Sir Gilbert’s second son was Sir Simon Fraser of Olivercastle, Knight Banneret, Keeper of the Royal Forest of Ettrick, Sheriff of Traquair and of
Peebles, who died ca. 1280, leaving issue Sir Simon Fraser of Olivercastle, Sheriff of Traquair and of Peebles, Keeper of the Forests of Traquair and Selkirk, who died in 1291, leaving with other issue Sir Simon Fraser of Oliver and Neidpath, Knight Banneret, a renowned warrior who fought for Edward I in Flanders, served with him at the siege of Carlaverock Castle, joined the war against him in 1301, defeated three English divisions near Roslin in three successive actions on the same day in 1303, and saved the lives of Sir William Wallace at the battle of Hopprew and of King Robert Bruce at the battle of Methven. He was captured in 1306, and hanged, drawn, and quartered in London, leaving two coheiress daughters, Margaret, who married Sir Gilbert Hay of Locherwort and was ancestor of the Marquesses of Tweeddale, and Joan, who married Sir Patrick Fleming of Biggar and was ancestor of the Earls of Wigton.
Sir Gilbert’s fourth son was William, Bishop of St.
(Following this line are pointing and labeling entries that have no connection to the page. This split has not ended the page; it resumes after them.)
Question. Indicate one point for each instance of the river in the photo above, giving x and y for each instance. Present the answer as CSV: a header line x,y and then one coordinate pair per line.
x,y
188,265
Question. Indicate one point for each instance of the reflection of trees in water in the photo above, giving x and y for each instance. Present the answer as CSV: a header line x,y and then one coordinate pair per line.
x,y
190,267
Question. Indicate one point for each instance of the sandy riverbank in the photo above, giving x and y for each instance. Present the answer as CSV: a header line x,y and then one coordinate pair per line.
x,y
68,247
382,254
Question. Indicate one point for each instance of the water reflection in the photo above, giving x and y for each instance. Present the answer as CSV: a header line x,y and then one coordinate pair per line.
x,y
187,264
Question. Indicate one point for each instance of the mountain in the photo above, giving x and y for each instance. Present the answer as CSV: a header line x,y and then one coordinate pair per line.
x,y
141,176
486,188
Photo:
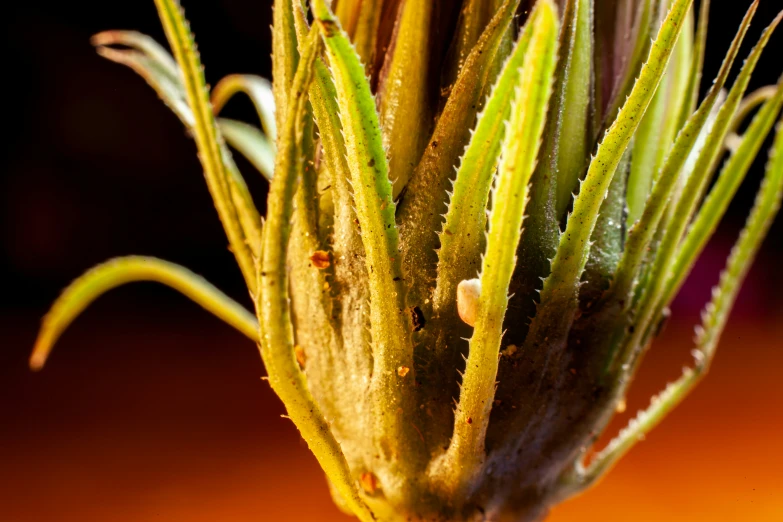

Andrews, Chancellor of Scotland, who with the Earl of Fife and the Earl of Buchan served as Regent for the North of Scotland and died abroad in 1297.
Sir Gilbert’s heir, his eldest son, Richard Fraser of Touchfraser, was apparently the father of an only child, Sir Andrew Fraser, younger of Touchfraser, Sheriff of Stirling, who married Beatrix, an heiress from Caithness, probably of the Le Chen of Duffus family, and died before 1306, leaving several sons: Sir Alexander Fraser of Touchfraser, ancestor of the Frasers of Philorth (now of Saltoun), Chamberlain of Scotland, who married Mary, the sister of King Robert Bruce, and was killed at the battle of Dupplin in 1332, Andrew Fraser, who was killed at the battle of Halidon Hill in 1333, James Fraser, who was killed at Halidon Hill, and Sir Simon Fraser of Brotherton, Sheriff of Kincardine, ancestor of the Frasers of Lovat.